Sunday, March 20, 2016

[How-to] Copy Contents of Tmux Pane to File

There are many cases where you might want to copy part of (or the entire) contents of a tmux pane into file for further usage. This post explains how to that. Before we proceed, you need to be aware that my tmux key binding is probably different from yours, see: http://darmawan-salihun.blogspot.co.id/2015/02/zsh-tmux-configuration-for-arch-linux.html. I'm using vi mode-keys.
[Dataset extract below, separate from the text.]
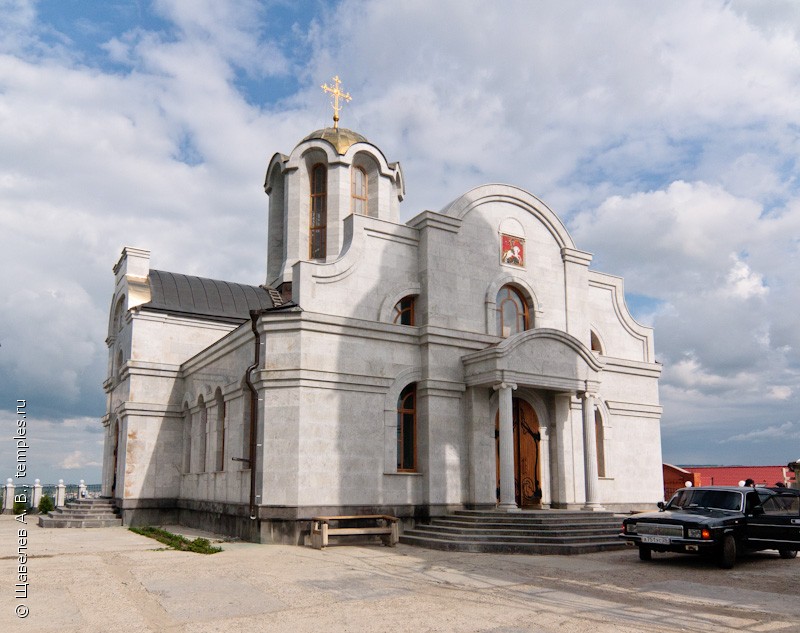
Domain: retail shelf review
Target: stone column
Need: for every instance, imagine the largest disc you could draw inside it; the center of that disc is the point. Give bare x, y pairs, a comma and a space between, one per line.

The steps to copy contents of a tmux pane are as follows:
  1. Enter copy mode. The key combo to enter copy mode depends on your tmux configuration, but the principle never change: press your tmux prefix key combo--in my case, this is Ctrl+A--and then press your tmux copy mode key-in my case the key is Escape. If you look at my tmux configuration file linked above, I should press: Ctrl+A, then Escape to enter tmux copy mode
  2. Select the text that you want to copy. I'm using the v key to select the text because that's how my tmux key binding is configured (~/.tmux.conf: bind -t vi-copy 'v' begin-selection). This is how it looks like once I have selected some text in copy mode with vi-like keys (the selected text is in yellow background):
    tmux copy mode
  3. Copy the selected text into tmux buffer. I'm using y (yank) key to select the text because that's how my tmux key binding is configured (~/.tmux.conf: bind -t vi-copy 'y' copy-selection). Now the selected text is in tmux buffer.
You can "save" contents of the tmux buffer to a file with this command:
$ tmux save-buffer -b [the_buffer_yo_want_to_save] -a [name_of_the_file_you_want_to_append_the_buffer_to]
If you want to just overwrite the contents of the "target" file with the tmux buffer contents, you can omit the -a flag. You can select your "source" tmux buffer before saving the tmux buffer contents by using the command completion key in your shell (in my case TAB -- I'm using zsh). Tmux buffer possibly contains more than one buffer if you previously "copy" something into the buffer, either inadvertently or on-purpose. This is how tmux buffer looks like in my shell as I'm trying to save one of its entries:
Tmux "copy buffer" number 0 to number 10

Anyway, you can also bind keys to the tmux save buffer command in order to make the text available for GUI application as in my tmux.conf shown in the link above. This is the configuration snippet (I'm using icccm clipboard for that):
# extra commands for interacting with the ICCCM clipboard
bind C-c run "tmux save-buffer - | xclip -i -sel clipboard"
bind C-v run "tmux set-buffer \"$(xclip -o -sel clipboard)\"; tmux paste-buffer"
That's it. I hope the explanation is clear enough because there are many explanation on the web that's not quite well-suited for newbie.